The Ottawa-born musician will turn 80 on July 1. It has flowed a lot under the bridges since the publication of his first LP in 1964. Having first made a name for himself as a pianist, François Dompierre has gone down in history above all as a composer of film music, for directors like Denys Arcand, Francis Mankiewicz, Jean Beaudin, Léa Pool and Claude Fournier, in addition to collaborations with many popular singers such as Félix Leclerc, Renée Claude, Louise Forestier, Monique Leyrac and Pauline Julien.

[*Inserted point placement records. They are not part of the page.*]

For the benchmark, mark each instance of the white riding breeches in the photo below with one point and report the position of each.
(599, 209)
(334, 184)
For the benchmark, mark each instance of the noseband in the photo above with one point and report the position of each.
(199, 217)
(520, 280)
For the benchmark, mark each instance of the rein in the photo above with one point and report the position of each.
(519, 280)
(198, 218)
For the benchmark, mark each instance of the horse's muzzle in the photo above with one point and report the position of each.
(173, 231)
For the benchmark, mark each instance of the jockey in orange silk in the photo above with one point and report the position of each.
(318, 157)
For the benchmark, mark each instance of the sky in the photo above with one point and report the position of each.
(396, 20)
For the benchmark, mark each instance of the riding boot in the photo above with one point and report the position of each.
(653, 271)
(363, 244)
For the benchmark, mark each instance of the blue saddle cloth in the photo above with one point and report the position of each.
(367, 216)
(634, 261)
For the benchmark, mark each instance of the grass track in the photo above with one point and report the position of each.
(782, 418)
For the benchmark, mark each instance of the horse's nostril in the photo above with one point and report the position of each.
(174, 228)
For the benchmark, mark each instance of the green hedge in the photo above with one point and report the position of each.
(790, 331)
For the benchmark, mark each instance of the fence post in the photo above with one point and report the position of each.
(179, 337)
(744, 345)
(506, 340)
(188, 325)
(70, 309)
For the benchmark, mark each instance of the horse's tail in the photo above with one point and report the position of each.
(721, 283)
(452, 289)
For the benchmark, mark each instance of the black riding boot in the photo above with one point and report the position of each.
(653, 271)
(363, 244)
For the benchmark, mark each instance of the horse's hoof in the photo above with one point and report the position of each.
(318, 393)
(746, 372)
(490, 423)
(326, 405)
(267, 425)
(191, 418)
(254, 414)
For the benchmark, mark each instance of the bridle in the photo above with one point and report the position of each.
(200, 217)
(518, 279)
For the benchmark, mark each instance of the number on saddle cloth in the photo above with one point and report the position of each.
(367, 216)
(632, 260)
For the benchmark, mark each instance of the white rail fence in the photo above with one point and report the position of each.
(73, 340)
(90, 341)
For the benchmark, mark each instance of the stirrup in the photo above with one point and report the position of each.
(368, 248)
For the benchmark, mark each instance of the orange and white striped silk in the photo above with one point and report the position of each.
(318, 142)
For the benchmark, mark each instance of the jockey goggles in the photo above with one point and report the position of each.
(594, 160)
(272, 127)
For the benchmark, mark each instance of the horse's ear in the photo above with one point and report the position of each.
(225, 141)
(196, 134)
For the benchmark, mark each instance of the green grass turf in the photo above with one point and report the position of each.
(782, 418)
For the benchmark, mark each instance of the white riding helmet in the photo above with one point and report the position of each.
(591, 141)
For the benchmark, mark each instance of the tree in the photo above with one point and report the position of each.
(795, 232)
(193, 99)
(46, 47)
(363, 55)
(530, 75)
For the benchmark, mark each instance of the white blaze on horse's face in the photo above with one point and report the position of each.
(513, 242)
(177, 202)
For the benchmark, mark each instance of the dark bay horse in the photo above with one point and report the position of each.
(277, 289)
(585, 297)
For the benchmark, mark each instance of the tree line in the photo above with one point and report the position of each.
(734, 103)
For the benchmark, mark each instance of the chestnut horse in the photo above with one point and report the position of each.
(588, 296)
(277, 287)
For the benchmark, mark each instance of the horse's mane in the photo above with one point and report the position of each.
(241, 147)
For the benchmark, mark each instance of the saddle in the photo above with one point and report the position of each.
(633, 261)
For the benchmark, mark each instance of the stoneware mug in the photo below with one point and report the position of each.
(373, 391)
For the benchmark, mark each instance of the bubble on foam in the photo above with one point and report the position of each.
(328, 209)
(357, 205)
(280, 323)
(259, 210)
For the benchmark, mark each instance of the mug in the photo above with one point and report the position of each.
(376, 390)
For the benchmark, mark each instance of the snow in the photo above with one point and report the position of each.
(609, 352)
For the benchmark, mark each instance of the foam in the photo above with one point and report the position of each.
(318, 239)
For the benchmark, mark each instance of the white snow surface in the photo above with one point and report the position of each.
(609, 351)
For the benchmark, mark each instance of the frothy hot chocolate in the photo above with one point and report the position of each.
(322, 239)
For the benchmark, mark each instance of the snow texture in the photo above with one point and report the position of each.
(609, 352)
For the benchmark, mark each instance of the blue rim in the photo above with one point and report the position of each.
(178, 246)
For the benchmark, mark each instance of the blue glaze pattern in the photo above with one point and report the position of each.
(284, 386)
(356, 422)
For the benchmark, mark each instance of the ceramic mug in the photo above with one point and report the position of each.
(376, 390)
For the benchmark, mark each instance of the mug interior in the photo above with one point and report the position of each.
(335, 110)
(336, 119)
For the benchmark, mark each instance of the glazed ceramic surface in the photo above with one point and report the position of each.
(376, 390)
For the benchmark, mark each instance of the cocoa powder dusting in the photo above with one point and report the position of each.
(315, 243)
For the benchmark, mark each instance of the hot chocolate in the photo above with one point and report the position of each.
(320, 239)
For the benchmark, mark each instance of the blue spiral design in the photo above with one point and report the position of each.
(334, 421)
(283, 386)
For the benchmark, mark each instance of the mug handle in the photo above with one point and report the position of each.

The music appearing on the disc, which today we would gladly classify in the “neoclassical” category (English speakers speak more judiciously of easy listening), is of a simplicity that is only apparent. Because Dompierre has earned all his chevrons in “scholarly” music, having studied writing and composition at the Montreal Conservatory with Françoise Aubut and Clermont Pépin. Some of his works have been taken up by Deutsche Grammophon or as compulsory pieces during competitions.
The influences are diverse: romanticism, impressionism, jazz, folklore… The pianist appears there as a chameleon able to mold himself to each of the styles with an always personal language.
Recorded at Domaine Forget, the album, entirely pianistic (some pieces are arrangements), sometimes takes advantage of the composer in a two-piano formula. Moviegoers will recognize pieces from The Decline of the American Empire, The Passion of Augustine and The Odyssey of Alice Tremblay. Lovers of Quebec songs will also get their money’s worth. Other pieces testify to friendships with the composer Gilles Tremblay or the violinist Angèle Dubeau.
A contrasting album, testifying to a flawless melodic and harmonic inspiration, which can be listened to with a smile on your face.